Biscottone é o termo do qual os transalpinos se recordam sempre que há suspeitas de resultados combinados no futebol. Desta vez usaram-no assim que Jorge Lorenzo, espanhol, conquistou o título mundial do MotoGP e não deixou que fosse Valentino Rossi, italiano, a fazê-lo. Aqui o biscoito saiu do pacote e isto explica-se pelas bolachas que se comeram antes do Grande Prémio de Valência.
Land down under, onde tudo começou
“Tenho de ser cauteloso. Estou bastante chateado. Não estava à espera que o Márquez fosse um obstáculo neste campeonato, pensava que estava apenas a lutar contra o Jorge, como deveria ser.”

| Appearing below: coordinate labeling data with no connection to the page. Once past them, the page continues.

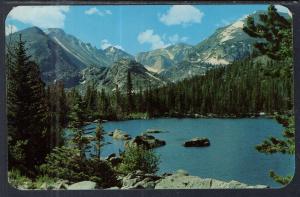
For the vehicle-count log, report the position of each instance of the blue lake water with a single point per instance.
(231, 156)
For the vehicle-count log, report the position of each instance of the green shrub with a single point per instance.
(137, 158)
(19, 181)
(65, 163)
(39, 181)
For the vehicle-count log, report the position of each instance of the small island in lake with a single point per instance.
(163, 101)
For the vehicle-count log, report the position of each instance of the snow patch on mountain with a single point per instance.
(227, 34)
(65, 48)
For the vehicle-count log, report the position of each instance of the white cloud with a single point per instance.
(95, 10)
(148, 36)
(41, 16)
(105, 44)
(182, 15)
(176, 38)
(9, 29)
(283, 9)
(91, 11)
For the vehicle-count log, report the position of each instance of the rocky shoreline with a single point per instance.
(139, 180)
(196, 116)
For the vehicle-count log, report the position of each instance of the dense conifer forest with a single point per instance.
(38, 115)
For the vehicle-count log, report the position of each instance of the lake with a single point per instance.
(231, 156)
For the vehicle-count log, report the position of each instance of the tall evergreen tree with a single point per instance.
(28, 117)
(277, 33)
(129, 93)
(77, 117)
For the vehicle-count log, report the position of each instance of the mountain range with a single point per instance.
(64, 57)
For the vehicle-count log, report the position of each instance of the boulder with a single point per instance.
(147, 141)
(197, 142)
(139, 180)
(113, 159)
(83, 185)
(153, 131)
(120, 135)
(181, 180)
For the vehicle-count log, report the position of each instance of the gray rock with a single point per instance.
(83, 185)
(147, 141)
(182, 172)
(182, 181)
(197, 142)
(120, 135)
(139, 180)
(113, 188)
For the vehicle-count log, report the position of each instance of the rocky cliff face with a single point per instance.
(116, 74)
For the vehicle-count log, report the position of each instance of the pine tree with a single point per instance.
(276, 30)
(28, 115)
(99, 138)
(77, 117)
(129, 93)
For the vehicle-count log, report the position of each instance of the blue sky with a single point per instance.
(133, 28)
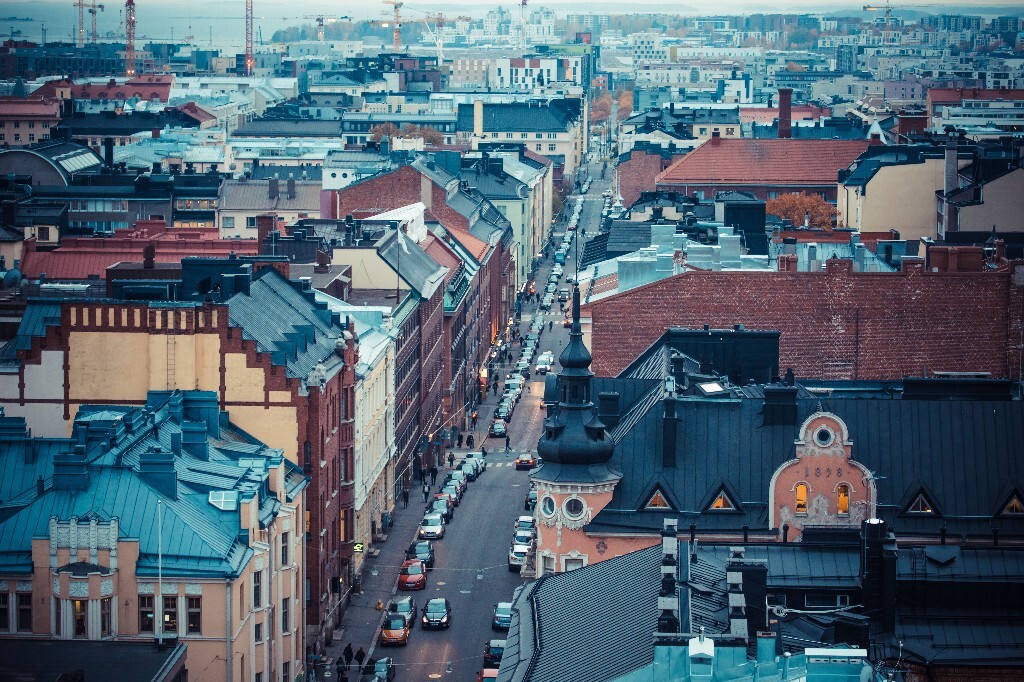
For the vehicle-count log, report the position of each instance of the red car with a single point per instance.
(413, 576)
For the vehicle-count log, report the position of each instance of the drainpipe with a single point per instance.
(227, 626)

Valentino Rossi, 36 anos, resolveu desabafar dias depois do Grande Prémio da Austrália. Há meses que andava a reparar em Marc Márquez, 22 anos, e na forma, dizia ele, como o piloto da Honda o estava a prejudicar na luta pelo título. O italiano queixava-se que nos últimos tempos o espanhol estava preocupado em colar-se a Rossi nas corridas para lhe abrandar o ritmo. “Se tivermos outra corrida como a de Phillip Island temos de falar com ele”, sugeriu o “Doutor”, como é apelidado, após uma corrida que Márquez venceu graças a uma ultrapassagem a Jorge Lorenzo na última volta.

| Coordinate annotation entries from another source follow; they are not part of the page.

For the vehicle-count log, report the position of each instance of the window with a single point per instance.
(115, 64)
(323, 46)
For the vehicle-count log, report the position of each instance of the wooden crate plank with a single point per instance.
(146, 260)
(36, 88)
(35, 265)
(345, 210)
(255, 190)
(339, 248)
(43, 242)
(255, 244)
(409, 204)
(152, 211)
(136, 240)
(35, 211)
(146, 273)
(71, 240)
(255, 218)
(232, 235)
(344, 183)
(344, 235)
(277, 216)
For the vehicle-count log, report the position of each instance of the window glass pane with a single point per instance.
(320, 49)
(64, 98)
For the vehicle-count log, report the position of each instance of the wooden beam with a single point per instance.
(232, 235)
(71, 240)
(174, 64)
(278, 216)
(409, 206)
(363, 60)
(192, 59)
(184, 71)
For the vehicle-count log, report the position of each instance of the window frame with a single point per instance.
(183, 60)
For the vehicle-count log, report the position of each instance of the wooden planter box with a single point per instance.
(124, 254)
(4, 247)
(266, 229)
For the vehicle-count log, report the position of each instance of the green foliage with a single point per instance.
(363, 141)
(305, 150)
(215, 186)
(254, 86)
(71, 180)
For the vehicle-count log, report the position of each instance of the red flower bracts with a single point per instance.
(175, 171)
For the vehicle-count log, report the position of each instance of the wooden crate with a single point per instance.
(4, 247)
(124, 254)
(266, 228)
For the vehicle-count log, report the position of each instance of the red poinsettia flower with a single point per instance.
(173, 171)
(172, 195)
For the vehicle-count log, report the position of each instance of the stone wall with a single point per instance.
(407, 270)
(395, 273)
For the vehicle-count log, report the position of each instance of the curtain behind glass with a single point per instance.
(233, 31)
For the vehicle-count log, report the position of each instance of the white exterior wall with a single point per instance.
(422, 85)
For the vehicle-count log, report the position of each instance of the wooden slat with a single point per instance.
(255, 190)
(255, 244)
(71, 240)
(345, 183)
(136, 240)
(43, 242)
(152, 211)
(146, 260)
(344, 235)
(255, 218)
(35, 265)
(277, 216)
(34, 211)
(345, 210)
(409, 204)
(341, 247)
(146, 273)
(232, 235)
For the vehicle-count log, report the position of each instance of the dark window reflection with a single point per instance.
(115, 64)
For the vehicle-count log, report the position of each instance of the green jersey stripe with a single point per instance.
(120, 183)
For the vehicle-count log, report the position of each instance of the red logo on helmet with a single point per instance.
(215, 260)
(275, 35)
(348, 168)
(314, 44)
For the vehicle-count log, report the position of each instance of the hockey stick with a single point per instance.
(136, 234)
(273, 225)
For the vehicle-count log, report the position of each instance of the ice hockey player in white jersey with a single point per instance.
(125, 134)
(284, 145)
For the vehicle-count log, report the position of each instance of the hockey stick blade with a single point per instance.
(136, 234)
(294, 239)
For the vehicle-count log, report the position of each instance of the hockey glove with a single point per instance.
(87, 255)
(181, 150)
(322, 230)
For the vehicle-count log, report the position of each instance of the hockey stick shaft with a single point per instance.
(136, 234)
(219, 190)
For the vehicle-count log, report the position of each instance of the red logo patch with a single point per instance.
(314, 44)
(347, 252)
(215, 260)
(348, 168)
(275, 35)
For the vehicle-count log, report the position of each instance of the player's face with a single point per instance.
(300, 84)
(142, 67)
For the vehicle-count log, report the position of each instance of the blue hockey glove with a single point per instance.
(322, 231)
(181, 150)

Lorenzo é espanhol, tem 28 anos e é companheiro de equipa de Rossi na Movistar Yamaha. Acaba esse Grande Prémio na segunda posição e Márquez impede-o de colher cinco pontos na luta pelo título do MotoGP. “Se de facto o quisesse ajudar não o teria ultrapassado na última volta e ido ao limite, corrido aquele risco”, justifica Marc, algo incrédulo com o queixume de Rossi. Nesta altura, com duas corridas por realizar, o campeonato estava assim: Rossi em primeiro (299 pontos), Lorenzo em segundo (290) e Márquez em terceiro (222). Só um espanhol podia chegar ao título e impedir que Valentino Rossi conquistasse o seu décimo.
Malásia, onde o caldo entornou
O MotoGP chegou à Malásia quente, quase a escaldar como o forno que cozinha uns biscoitos. A corrida era das decisivas e outra vez se viu Marc Márquez colado a Valentino Rossi. O espanhol e o italiano aceleravam pelo terceiro lugar enquanto Jorge Lorenzo já ia longe, a liderar a corrida e com Dani Pedrosa a fazer-lhe sombra. Até que na 13.ª curva da sexta volta à pista Márquez ultrapassa Rossi por dentro. O italiano devolve a gentileza na curva seguinte e, empurrando o espanhol para uma trajetória mais larga, travando a mota e obrigado Márquez a abrandar também.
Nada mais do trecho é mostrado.